Voici quelques dispositions du projet de loi dit « El Khomri » concernant plus particulièrement le travail temporaire :

·        La taxation des contrats courts, qui avait été envisagée via un amendement du gouvernement, a été abandonnée et laissée aux partenaires sociaux dans le cadre de la négociation sur l’assurance chômage, à laquelle Prism’emploi participe au sein de la délégation du Medef.

·        Le projet de loi consacre la primauté de l’accord d’entreprise sur l’accord de branche en matière de durée du travail. Ainsi, relèveraient de l'accord d'entreprise : la rémunération des temps de pause et de restauration, d'habillage ou de déshabillage, le dépassement de la durée maximale quotidienne du travail dans la limite de 12 heures...

·        Concernant plus particulièrement les heures supplémentaires, le taux de la majoration serait fixé en priorité par accord d’entreprise ou d’établissement, à défaut, par convention ou accord de branche, sans pouvoir être inférieur à 10 % (taux minimal actuellement en vigueur).

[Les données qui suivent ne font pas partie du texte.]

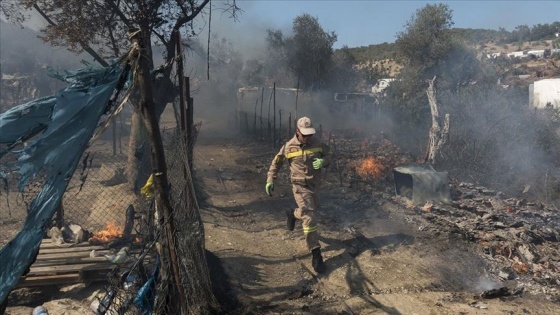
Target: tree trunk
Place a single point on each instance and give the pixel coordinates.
(438, 136)
(159, 167)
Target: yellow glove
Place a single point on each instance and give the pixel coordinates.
(318, 163)
(148, 189)
(269, 188)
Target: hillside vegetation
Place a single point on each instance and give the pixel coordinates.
(384, 59)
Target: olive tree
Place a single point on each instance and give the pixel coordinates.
(307, 53)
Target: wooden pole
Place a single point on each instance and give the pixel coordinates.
(190, 123)
(182, 87)
(289, 126)
(262, 101)
(274, 123)
(297, 94)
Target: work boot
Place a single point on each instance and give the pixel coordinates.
(317, 261)
(291, 220)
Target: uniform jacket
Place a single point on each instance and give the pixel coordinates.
(300, 158)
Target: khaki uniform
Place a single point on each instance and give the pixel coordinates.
(305, 181)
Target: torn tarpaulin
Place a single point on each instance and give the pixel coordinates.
(62, 125)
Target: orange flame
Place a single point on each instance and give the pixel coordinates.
(110, 233)
(369, 167)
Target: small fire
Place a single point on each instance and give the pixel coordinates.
(369, 167)
(110, 233)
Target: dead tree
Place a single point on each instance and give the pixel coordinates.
(438, 136)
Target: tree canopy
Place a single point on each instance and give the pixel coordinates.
(307, 53)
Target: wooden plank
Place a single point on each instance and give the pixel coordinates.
(69, 261)
(68, 254)
(49, 280)
(52, 250)
(61, 269)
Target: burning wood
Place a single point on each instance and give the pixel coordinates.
(369, 168)
(111, 233)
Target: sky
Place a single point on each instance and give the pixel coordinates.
(364, 22)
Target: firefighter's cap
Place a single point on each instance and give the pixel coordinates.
(305, 126)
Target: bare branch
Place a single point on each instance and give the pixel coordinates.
(187, 18)
(85, 47)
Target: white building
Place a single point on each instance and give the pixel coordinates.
(545, 93)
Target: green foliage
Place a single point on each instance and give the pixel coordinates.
(427, 37)
(364, 54)
(307, 53)
(343, 76)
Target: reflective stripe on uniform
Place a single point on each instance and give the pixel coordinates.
(310, 229)
(279, 159)
(302, 152)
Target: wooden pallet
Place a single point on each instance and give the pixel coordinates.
(56, 264)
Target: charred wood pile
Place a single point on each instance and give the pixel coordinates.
(520, 238)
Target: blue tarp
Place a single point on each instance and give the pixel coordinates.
(57, 130)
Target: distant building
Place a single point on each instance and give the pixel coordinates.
(545, 93)
(381, 85)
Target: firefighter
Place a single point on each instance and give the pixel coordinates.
(306, 155)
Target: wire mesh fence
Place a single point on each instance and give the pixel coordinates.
(163, 259)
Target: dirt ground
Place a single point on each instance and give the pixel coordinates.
(380, 257)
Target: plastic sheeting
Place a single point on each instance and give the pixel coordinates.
(57, 130)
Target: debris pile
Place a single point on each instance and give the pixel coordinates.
(518, 237)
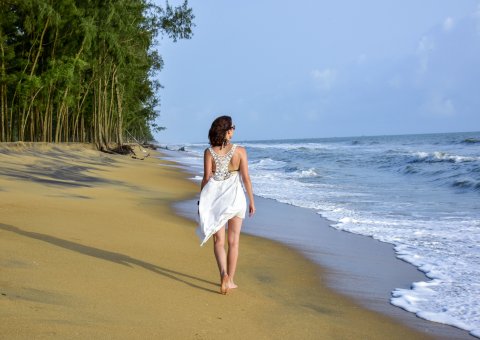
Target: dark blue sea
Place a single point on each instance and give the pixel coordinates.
(418, 192)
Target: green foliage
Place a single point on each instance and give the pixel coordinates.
(83, 70)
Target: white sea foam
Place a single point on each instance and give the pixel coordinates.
(353, 185)
(443, 156)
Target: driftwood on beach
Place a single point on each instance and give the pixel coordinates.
(81, 71)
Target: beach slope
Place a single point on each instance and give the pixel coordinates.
(90, 248)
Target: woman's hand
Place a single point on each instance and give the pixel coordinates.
(251, 209)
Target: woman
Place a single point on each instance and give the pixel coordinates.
(222, 198)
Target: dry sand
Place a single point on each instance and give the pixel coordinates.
(90, 248)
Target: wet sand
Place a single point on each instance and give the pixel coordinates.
(91, 248)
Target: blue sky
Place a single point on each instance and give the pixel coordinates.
(323, 69)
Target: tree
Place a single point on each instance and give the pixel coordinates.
(82, 70)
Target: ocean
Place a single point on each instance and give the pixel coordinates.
(420, 193)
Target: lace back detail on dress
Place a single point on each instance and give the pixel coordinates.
(221, 163)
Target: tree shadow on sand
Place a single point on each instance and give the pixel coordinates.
(110, 256)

À défaut d'accord, la majoration pour heures supplémentaires resterait fixée à 25 % pour les 8 premières heures, et à 50% pour les heures suivantes.

Les ETT (Entreprises de Travail Temporaire) seront donc amenées, pour l’application aux intérimaires, à se rapprocher des EU (Entreprises Utilisatrices) afin de connaître les dispositions qu’elles auront prises sur ces matières, dans leur accord d’entreprise.